What factors influence the success rate of IVF?
“The success rate of an IVF cycle is primarily dependent on a woman’s age. Marriage and child-bearing capacity are among other factors. A lot of women, who finally seek fertility treatment via IVF, are above 35 years of age, a stage when the egg reserve and quality have already started deteriorating, thereby leading to complications during IVF. The main reason an IVF fails is the egg and sperm quality. Sperm quality has a 10 per cent role in IVF and the rest is dependent on the egg,” explained Dr Goswami.
According to the Ernst & Young report, fertility rates in women between 30-49 years of age are significantly lower as compared to those between 20-29 years of age.
Minor factors due to which IVF can fail include disease like tuberculosis or disorders like endometriosis (a disorder in which tissue that normally lines the uterus grows outside the uterus), and uterine fibroids among others.
Physical and mental challenges in IVF
“There are two main challenges associated with IVF; one has to go through a lot of physical and emotional stress even when the process does not guarantee pregnancy. I tell my patients it is a gamble. Secondly, the process involves a lot of injections—at least 15-20—and there is no shortcut to the procedure,” said Dr Goswami.

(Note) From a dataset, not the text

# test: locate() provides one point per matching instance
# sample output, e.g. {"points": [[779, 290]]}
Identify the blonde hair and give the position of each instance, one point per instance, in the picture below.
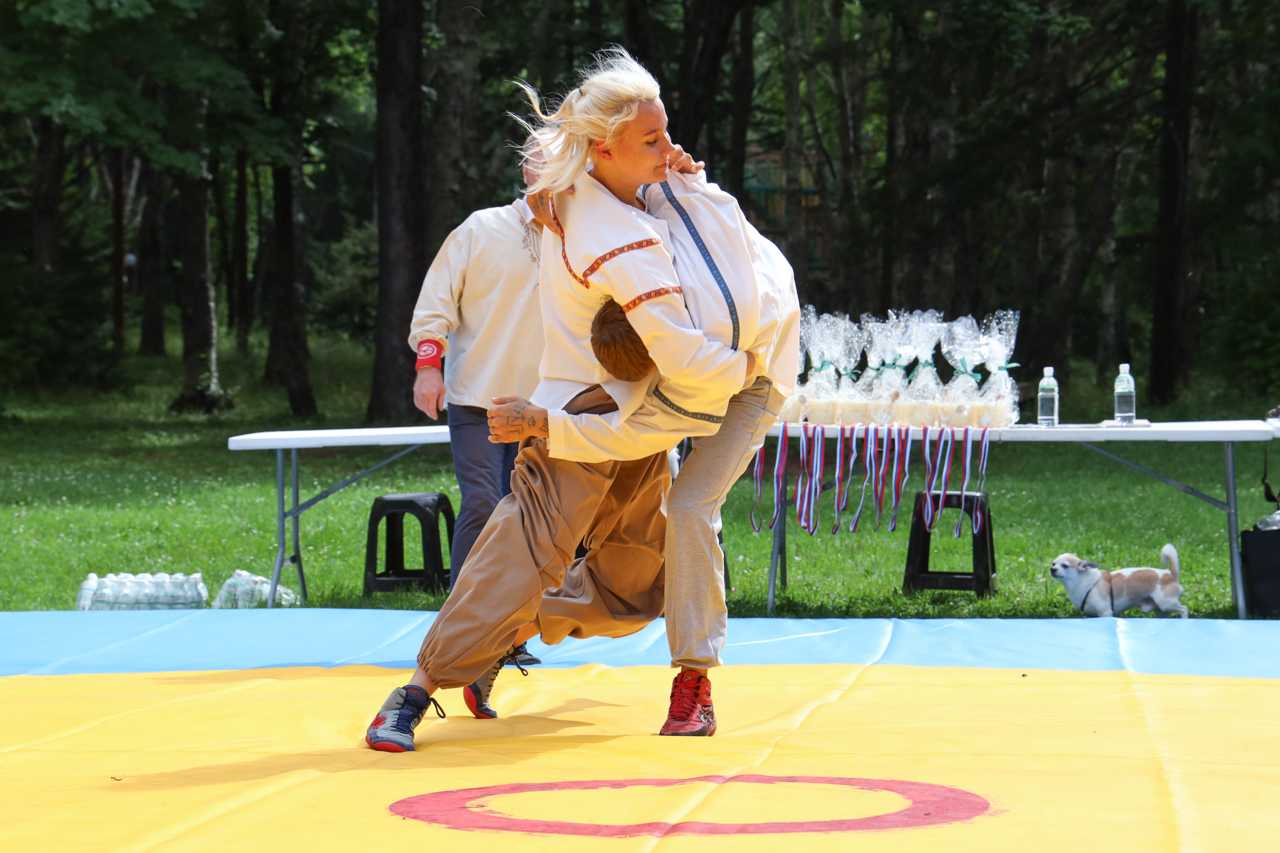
{"points": [[608, 95]]}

“One puts in everything for an IVF cycle, visiting the doctor’s clinic at regular intervals, taking injections, undergoing two minor OT procedures. Besides, one also invests financial resources. In India, an IVF cycle would usually cost one about Rs 2 lakh. Overall, the process is extremely draining psychologically,” added Dr Goswami.
So, how does one cope with the challenges? “As per the guidelines issued by Indian Council of Medical Research, a patient undergoing an IVF cycle needs to have a counsellor onboard. Sometimes, people enter the IVF procedure with huge optimism but when it fails, they don’t know where to go. With counsellors supporting the patient, people tend to come to terms with IVF failure in a better way. Besides, yoga, meditation and acupuncture also help the patient, along with the husband’s support and family participation,” suggested Dr Goswami.